Steps - the beginning.
If I had realized how much work goes into putting in stairs I might not have agreed to having Family Member do it. He and the various family member assistants are doing a great job, but it's a big task and I'd be feeling pretty guilty if he hadn't volunteered to do this of his own free will.
Why is it such a big job? Well, stairs down from the deck have to go somewhere and my yard is small; having them come straight out meant they'd end up somewhere outside the back fence unless they were built really, really steep. Clearly some creative thinking was required here. Thus it was decided that I should have a landing so that the stairs could, so to speak, turn back upon themselves. I lose a little yard, but it was just space that needed mowing anyway, so I'm good with that.

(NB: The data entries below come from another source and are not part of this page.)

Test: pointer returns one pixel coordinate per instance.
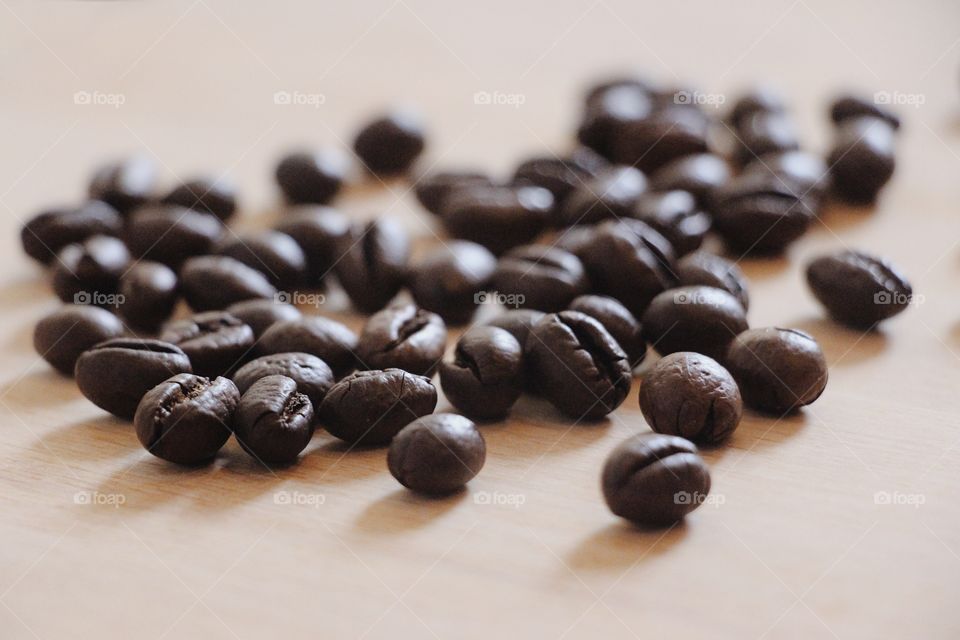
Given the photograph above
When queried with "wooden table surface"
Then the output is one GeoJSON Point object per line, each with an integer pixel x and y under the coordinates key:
{"type": "Point", "coordinates": [839, 522]}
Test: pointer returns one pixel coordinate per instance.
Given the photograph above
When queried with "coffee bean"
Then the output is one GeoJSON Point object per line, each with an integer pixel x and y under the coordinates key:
{"type": "Point", "coordinates": [449, 278]}
{"type": "Point", "coordinates": [692, 396]}
{"type": "Point", "coordinates": [403, 337]}
{"type": "Point", "coordinates": [216, 342]}
{"type": "Point", "coordinates": [85, 272]}
{"type": "Point", "coordinates": [618, 321]}
{"type": "Point", "coordinates": [44, 235]}
{"type": "Point", "coordinates": [862, 159]}
{"type": "Point", "coordinates": [60, 337]}
{"type": "Point", "coordinates": [171, 234]}
{"type": "Point", "coordinates": [117, 373]}
{"type": "Point", "coordinates": [274, 422]}
{"type": "Point", "coordinates": [778, 370]}
{"type": "Point", "coordinates": [124, 185]}
{"type": "Point", "coordinates": [697, 318]}
{"type": "Point", "coordinates": [498, 218]}
{"type": "Point", "coordinates": [150, 293]}
{"type": "Point", "coordinates": [186, 419]}
{"type": "Point", "coordinates": [858, 289]}
{"type": "Point", "coordinates": [677, 216]}
{"type": "Point", "coordinates": [540, 277]}
{"type": "Point", "coordinates": [486, 375]}
{"type": "Point", "coordinates": [312, 177]}
{"type": "Point", "coordinates": [312, 375]}
{"type": "Point", "coordinates": [260, 313]}
{"type": "Point", "coordinates": [580, 368]}
{"type": "Point", "coordinates": [711, 270]}
{"type": "Point", "coordinates": [216, 282]}
{"type": "Point", "coordinates": [437, 454]}
{"type": "Point", "coordinates": [327, 339]}
{"type": "Point", "coordinates": [655, 480]}
{"type": "Point", "coordinates": [372, 266]}
{"type": "Point", "coordinates": [276, 255]}
{"type": "Point", "coordinates": [390, 144]}
{"type": "Point", "coordinates": [217, 197]}
{"type": "Point", "coordinates": [371, 407]}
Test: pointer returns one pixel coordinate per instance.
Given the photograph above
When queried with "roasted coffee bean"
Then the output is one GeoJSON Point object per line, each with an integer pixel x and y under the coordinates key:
{"type": "Point", "coordinates": [315, 177]}
{"type": "Point", "coordinates": [711, 270]}
{"type": "Point", "coordinates": [540, 277]}
{"type": "Point", "coordinates": [611, 194]}
{"type": "Point", "coordinates": [437, 454]}
{"type": "Point", "coordinates": [312, 375]}
{"type": "Point", "coordinates": [372, 266]}
{"type": "Point", "coordinates": [274, 421]}
{"type": "Point", "coordinates": [486, 375]}
{"type": "Point", "coordinates": [89, 272]}
{"type": "Point", "coordinates": [403, 337]}
{"type": "Point", "coordinates": [124, 185]}
{"type": "Point", "coordinates": [699, 319]}
{"type": "Point", "coordinates": [276, 255]}
{"type": "Point", "coordinates": [60, 337]}
{"type": "Point", "coordinates": [117, 373]}
{"type": "Point", "coordinates": [691, 396]}
{"type": "Point", "coordinates": [327, 339]}
{"type": "Point", "coordinates": [370, 407]}
{"type": "Point", "coordinates": [390, 144]}
{"type": "Point", "coordinates": [498, 218]}
{"type": "Point", "coordinates": [319, 231]}
{"type": "Point", "coordinates": [260, 313]}
{"type": "Point", "coordinates": [217, 197]}
{"type": "Point", "coordinates": [187, 419]}
{"type": "Point", "coordinates": [450, 279]}
{"type": "Point", "coordinates": [44, 235]}
{"type": "Point", "coordinates": [655, 480]}
{"type": "Point", "coordinates": [618, 321]}
{"type": "Point", "coordinates": [698, 174]}
{"type": "Point", "coordinates": [778, 370]}
{"type": "Point", "coordinates": [677, 216]}
{"type": "Point", "coordinates": [216, 342]}
{"type": "Point", "coordinates": [170, 234]}
{"type": "Point", "coordinates": [579, 366]}
{"type": "Point", "coordinates": [862, 159]}
{"type": "Point", "coordinates": [858, 289]}
{"type": "Point", "coordinates": [149, 292]}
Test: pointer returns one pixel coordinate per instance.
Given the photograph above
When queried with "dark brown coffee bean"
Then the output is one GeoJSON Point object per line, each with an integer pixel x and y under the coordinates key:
{"type": "Point", "coordinates": [390, 144]}
{"type": "Point", "coordinates": [858, 289]}
{"type": "Point", "coordinates": [618, 321]}
{"type": "Point", "coordinates": [700, 319]}
{"type": "Point", "coordinates": [371, 407]}
{"type": "Point", "coordinates": [655, 480]}
{"type": "Point", "coordinates": [448, 280]}
{"type": "Point", "coordinates": [372, 266]}
{"type": "Point", "coordinates": [274, 421]}
{"type": "Point", "coordinates": [778, 370]}
{"type": "Point", "coordinates": [44, 235]}
{"type": "Point", "coordinates": [691, 396]}
{"type": "Point", "coordinates": [216, 342]}
{"type": "Point", "coordinates": [437, 454]}
{"type": "Point", "coordinates": [117, 373]}
{"type": "Point", "coordinates": [486, 375]}
{"type": "Point", "coordinates": [403, 337]}
{"type": "Point", "coordinates": [314, 177]}
{"type": "Point", "coordinates": [579, 366]}
{"type": "Point", "coordinates": [187, 419]}
{"type": "Point", "coordinates": [217, 197]}
{"type": "Point", "coordinates": [60, 337]}
{"type": "Point", "coordinates": [327, 339]}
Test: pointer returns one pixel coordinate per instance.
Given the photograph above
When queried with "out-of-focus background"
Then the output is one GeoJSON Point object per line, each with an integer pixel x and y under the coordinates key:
{"type": "Point", "coordinates": [841, 522]}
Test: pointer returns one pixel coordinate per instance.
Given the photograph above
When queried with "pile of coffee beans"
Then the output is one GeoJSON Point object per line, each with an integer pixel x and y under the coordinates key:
{"type": "Point", "coordinates": [175, 322]}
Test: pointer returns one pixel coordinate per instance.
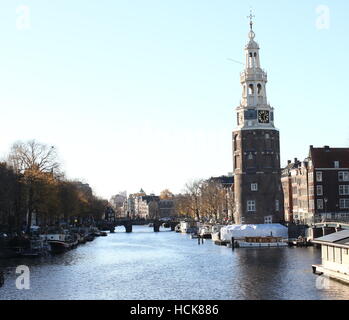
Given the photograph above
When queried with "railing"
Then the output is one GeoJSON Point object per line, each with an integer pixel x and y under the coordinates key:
{"type": "Point", "coordinates": [332, 217]}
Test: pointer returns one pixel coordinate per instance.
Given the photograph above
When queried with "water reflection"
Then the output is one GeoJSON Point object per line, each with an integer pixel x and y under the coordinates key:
{"type": "Point", "coordinates": [167, 265]}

Then there have to be support posts to hold the stairs and landing in place. Since you can't just stick a post up there (there are apparently rules about this kind of thing), holes had to be dug into which the posts went, along with cement to hold them in place. This, I learned, is what they call a "footer." And let me tell you, when it comes to equality between the sexes, men win, hands down, in the "ability to dig deep holes" category.
Those jagged boards you see are called "stringers." They are the forms upon which the actual treads are layed. How do you know how many treads are involved? Math *shudder* The length you need is called the "rise." The average height for "risers" - that is, individual steps - is 7". You can go to a 7 1/4" or higher; but if you need more than a few steps, it's gonna get hard on the legs making the climb. So you divide the length by 7 and you get the number of stairs.
I ended up with 11 steps down to the landing, and another 6 to the ground. So how high up is my deck? You do the math.